In the face of climate change, how do we tend to our spirits?
In true agrarian fashion, Norm Wirzba suggests starting small.
I knew this would be a good book, and it is. In his typical clear style, Norman Wirzba takes complex philosophical arguments, agrarian practical insights, and solid theological teaching and mixes them together in accessible prose to encourage and challenge readers. From a preacher’s perspective, it will preach.
I knew this would be a good book, but I was disheartened when I received it. I was tired. After 33 years in the same small congregation, coming out of Covid and facing climate change, our young adults bunkered up with worry and older adults hunkered down with exhaustion, here comes this book about little things like mercy, kindness, and community. I didn’t want little; I wanted big. I shared the feeling of many who are weary of well-doing: when backed up against the sea with the enemy bearing down, we want the sea to part.
I was looking for a fight, and Wirzba’s book showed up telling me about things like courtesy.
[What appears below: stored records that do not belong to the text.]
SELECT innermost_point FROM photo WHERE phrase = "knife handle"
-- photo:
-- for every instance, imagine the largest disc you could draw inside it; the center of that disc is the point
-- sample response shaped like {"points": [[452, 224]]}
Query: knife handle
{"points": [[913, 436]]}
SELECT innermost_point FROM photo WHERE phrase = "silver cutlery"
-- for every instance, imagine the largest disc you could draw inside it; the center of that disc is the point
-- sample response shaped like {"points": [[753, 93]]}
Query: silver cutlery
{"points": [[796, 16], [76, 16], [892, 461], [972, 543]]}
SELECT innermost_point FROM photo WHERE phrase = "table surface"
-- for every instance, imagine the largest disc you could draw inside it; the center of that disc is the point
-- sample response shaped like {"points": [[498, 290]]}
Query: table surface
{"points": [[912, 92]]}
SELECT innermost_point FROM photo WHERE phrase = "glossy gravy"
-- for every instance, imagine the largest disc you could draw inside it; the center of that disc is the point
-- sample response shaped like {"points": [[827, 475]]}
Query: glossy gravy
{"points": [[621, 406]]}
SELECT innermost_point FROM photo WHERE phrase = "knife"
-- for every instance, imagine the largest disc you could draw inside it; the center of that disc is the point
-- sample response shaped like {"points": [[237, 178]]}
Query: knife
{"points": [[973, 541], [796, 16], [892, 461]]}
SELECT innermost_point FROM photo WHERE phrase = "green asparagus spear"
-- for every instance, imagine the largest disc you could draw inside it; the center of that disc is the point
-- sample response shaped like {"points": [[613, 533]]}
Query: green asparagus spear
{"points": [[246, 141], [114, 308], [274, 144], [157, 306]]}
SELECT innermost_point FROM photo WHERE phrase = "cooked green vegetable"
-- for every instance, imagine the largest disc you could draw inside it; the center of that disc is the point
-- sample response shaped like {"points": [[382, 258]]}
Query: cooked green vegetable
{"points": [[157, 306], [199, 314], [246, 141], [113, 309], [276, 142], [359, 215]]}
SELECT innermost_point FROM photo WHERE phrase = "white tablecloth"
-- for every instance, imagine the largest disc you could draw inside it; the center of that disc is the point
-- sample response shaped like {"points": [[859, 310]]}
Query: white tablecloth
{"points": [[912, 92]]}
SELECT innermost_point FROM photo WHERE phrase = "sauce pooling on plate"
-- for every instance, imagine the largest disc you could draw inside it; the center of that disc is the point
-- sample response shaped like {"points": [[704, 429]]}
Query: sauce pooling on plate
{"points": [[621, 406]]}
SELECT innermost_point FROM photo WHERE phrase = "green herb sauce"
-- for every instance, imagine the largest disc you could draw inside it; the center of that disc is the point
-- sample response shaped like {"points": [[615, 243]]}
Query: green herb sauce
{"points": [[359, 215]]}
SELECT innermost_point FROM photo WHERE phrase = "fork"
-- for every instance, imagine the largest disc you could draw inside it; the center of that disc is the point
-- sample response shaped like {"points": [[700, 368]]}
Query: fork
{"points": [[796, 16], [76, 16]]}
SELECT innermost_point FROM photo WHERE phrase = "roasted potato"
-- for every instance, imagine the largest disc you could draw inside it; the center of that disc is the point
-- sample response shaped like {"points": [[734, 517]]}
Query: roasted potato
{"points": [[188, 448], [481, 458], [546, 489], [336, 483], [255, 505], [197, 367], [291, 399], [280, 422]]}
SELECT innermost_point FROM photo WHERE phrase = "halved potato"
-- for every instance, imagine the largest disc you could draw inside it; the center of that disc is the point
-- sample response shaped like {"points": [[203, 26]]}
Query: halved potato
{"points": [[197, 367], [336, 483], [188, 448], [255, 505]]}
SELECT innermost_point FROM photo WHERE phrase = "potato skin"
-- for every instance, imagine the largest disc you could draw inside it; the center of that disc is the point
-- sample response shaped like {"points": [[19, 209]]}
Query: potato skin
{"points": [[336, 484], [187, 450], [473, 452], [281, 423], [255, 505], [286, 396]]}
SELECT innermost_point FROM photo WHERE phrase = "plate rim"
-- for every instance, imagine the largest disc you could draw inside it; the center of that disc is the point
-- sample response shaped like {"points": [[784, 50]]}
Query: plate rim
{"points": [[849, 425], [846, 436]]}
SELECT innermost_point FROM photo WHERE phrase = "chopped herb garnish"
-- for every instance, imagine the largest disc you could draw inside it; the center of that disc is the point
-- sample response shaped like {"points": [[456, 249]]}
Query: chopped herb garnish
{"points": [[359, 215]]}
Quoting Nicholas Lash, Wirzba writes that Christian discipleship is “schooling in the ways of creatureliness” where we learn “that courtesy to creatures is a way in which reverence for the Creator finds expression.” Wirzba goes on, “To believe that God is the Creator is to perceive all creatures as having their source and sustenance in God. . . . This is why courtesy before fellow creatures ought to be the daily, abiding human posture that governs our approach to those we meet.”